At the gate, of necessity, Jane waited. If her guess was correct, Fell would try to elude her. If he chose to leave Glasscastle through Pembroke gate, he would succeed. But if, as was his apparent wont, Fell chose the great gate, she would have a chance to pounce upon him, and once she treated him to a brief scold on good manners, to pass along Faris's message to him.
There were other possibilities. Lots. Lambert might persuade Fell to see her, even to accept her invitation. Fell might listen to Faris's message with attentive courtesy. Pigs might actually fly. Jane was willing to keep an open mind. Or Lambert might fail to find Nicholas Fell at all. Fell might have gone to ground somewhere overnight. Or Fell might have seen the error of his ways and taken up the wardenship of his own free will.

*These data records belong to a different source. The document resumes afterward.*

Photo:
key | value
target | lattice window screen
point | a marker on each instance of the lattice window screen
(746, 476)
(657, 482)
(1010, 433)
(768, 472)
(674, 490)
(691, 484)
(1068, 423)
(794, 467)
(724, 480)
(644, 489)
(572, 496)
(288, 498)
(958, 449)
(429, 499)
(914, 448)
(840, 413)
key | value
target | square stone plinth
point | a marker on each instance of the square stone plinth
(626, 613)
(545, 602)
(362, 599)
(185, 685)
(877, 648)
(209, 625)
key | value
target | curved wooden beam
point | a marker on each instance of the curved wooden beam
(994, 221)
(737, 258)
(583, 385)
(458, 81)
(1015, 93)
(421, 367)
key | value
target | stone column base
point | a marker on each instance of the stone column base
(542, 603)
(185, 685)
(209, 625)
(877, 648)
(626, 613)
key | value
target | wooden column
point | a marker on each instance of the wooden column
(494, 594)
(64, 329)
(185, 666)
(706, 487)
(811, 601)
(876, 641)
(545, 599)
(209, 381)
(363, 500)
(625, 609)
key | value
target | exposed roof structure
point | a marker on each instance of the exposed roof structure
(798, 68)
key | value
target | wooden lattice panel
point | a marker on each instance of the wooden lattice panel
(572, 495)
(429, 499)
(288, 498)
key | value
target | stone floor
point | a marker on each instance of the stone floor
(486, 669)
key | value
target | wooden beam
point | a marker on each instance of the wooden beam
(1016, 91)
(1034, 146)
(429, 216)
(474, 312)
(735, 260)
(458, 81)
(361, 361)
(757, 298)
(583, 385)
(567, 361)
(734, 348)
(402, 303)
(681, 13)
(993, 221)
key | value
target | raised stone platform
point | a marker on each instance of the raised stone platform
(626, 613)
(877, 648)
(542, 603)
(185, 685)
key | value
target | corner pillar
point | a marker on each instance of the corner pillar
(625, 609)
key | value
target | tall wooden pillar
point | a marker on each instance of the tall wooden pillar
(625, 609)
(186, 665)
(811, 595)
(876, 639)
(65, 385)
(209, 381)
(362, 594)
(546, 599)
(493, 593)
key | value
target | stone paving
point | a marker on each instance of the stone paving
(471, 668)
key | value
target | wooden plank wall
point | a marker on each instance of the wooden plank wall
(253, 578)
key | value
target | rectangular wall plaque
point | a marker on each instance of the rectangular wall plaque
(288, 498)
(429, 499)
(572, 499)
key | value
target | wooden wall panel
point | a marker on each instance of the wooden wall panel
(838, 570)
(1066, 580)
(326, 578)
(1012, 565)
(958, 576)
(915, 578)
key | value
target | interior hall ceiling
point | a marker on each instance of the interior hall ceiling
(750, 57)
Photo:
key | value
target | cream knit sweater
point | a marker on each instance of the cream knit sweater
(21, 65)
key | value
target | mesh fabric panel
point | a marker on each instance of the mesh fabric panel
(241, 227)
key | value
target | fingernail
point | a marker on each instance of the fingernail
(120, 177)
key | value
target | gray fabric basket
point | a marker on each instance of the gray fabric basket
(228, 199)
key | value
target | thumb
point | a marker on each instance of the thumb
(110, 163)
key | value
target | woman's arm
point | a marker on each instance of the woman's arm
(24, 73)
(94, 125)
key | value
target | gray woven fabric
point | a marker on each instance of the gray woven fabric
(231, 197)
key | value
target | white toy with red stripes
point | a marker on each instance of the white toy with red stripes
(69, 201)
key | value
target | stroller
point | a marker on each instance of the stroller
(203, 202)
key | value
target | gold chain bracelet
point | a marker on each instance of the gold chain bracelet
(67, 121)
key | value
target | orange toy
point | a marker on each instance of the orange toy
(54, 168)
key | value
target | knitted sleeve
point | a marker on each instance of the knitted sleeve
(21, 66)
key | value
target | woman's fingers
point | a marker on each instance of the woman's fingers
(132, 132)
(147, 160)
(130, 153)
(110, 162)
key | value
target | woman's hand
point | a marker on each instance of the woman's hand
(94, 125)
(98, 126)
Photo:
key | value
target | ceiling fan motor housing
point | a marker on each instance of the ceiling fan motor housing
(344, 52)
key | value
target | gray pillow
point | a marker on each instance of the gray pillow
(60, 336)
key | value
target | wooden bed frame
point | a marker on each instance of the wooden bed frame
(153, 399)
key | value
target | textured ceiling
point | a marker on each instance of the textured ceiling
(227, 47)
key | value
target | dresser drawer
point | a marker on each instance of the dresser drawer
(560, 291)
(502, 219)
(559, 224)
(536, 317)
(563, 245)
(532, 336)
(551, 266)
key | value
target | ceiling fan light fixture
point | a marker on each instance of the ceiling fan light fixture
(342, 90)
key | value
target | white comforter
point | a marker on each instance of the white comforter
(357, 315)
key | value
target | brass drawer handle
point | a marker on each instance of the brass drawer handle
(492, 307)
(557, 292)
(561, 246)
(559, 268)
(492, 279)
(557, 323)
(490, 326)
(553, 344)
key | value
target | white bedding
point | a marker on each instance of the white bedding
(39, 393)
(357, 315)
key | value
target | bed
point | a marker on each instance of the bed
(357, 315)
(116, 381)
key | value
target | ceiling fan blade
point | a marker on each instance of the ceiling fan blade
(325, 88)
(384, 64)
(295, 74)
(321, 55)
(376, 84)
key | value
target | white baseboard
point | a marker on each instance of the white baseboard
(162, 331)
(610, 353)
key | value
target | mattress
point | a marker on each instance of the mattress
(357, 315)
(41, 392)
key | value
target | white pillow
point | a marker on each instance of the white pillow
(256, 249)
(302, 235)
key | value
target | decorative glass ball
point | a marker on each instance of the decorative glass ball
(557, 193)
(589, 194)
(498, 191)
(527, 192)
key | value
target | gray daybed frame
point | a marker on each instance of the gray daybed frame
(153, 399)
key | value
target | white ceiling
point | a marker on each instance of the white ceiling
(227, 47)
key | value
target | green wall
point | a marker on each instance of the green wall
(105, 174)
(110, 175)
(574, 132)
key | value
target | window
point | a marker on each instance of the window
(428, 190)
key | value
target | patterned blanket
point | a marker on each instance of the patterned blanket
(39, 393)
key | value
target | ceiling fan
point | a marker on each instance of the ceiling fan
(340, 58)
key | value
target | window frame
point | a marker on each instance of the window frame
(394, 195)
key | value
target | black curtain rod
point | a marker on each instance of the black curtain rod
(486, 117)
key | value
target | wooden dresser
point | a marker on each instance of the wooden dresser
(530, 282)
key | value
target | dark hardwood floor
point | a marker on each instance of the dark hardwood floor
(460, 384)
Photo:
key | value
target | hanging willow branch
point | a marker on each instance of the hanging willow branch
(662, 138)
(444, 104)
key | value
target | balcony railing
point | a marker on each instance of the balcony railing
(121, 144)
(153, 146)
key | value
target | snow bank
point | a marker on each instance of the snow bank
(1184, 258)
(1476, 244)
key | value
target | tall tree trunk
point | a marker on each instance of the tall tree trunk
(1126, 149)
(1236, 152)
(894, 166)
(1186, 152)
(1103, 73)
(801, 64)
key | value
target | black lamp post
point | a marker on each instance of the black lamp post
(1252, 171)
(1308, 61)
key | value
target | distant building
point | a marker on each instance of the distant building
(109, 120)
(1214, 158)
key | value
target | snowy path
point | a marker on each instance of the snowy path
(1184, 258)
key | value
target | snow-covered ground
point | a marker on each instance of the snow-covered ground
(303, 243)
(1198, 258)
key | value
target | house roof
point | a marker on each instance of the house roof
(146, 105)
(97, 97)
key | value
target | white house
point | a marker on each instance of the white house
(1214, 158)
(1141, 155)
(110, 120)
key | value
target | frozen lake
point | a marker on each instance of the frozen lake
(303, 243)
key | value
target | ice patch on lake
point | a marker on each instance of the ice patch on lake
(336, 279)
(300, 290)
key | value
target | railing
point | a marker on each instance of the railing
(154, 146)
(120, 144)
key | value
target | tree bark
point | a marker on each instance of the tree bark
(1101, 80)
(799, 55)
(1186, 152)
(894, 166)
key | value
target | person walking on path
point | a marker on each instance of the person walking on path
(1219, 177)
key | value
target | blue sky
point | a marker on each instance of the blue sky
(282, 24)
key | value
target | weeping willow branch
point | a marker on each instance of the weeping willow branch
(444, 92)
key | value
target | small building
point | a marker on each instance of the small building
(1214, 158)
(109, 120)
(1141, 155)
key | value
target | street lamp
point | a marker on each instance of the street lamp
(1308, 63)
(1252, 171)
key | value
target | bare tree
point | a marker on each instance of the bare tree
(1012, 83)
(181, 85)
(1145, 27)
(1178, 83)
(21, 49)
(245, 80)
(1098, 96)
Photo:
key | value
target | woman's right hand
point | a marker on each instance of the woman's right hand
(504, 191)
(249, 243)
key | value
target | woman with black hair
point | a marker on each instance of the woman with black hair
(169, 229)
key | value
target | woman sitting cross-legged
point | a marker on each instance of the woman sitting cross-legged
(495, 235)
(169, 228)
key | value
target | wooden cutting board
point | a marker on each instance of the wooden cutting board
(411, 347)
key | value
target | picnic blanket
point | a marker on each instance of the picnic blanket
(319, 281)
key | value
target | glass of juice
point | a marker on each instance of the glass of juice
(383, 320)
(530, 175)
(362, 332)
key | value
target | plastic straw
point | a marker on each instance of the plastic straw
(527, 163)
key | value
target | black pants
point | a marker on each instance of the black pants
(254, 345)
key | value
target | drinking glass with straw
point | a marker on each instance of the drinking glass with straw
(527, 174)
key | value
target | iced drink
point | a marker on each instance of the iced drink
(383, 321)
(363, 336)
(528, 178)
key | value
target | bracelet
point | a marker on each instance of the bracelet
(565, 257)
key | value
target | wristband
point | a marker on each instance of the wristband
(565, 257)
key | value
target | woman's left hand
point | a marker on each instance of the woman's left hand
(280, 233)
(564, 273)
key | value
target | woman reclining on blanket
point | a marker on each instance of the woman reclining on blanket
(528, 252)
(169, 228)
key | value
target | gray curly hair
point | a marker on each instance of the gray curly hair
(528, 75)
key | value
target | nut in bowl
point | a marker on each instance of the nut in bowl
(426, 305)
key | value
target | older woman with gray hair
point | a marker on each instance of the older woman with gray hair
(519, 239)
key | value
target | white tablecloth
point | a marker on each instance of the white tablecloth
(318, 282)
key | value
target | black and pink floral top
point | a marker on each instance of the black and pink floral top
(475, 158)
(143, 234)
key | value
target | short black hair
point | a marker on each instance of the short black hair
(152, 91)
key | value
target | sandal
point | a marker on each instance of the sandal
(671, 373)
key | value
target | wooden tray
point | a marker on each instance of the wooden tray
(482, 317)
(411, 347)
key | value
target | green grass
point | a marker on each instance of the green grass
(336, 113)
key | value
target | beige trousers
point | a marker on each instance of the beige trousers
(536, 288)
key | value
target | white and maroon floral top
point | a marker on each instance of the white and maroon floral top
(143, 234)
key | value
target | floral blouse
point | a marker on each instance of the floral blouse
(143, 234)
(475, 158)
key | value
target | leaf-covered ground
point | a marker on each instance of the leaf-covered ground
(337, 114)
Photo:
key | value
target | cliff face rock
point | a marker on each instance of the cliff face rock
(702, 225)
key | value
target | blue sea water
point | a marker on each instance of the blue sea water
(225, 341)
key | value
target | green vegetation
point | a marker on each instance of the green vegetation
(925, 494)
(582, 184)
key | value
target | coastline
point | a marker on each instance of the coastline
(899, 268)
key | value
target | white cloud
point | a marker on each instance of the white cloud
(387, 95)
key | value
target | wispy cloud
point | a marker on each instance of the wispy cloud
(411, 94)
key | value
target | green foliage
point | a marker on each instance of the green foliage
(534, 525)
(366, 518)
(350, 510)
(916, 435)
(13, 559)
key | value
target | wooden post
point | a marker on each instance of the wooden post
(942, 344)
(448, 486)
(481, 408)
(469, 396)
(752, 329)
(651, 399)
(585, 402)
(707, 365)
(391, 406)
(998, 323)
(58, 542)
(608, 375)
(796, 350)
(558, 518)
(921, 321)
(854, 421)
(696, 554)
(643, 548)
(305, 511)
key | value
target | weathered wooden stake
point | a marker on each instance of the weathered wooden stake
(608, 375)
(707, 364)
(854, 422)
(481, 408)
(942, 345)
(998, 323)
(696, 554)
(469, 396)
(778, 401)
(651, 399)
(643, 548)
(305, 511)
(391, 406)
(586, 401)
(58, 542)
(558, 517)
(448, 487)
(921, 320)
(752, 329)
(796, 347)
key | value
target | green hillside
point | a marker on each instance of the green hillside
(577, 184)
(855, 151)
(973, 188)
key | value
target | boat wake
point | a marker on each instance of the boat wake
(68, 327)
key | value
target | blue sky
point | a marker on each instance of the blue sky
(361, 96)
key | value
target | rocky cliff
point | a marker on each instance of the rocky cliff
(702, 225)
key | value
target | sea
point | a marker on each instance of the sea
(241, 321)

Jane waited and watched the gate.
To Jane's dismay, the bowler-hatted man, this time without his bowler hat, was the first to appear in the arch of the great gate. He paid no attention to the gatekeeper, nor did the gatekeeper seem to take any notice of him. Without a break in stride, without a sign of pursuit, the man ran past Jane. He looked annoyed, but he did not seem upset. If anything, he looked as if he could run all day and not notice. He reached the street. There wasn't much in the way of traffic outside, but at his speed, he could lose himself to view down a side street in a matter of moments.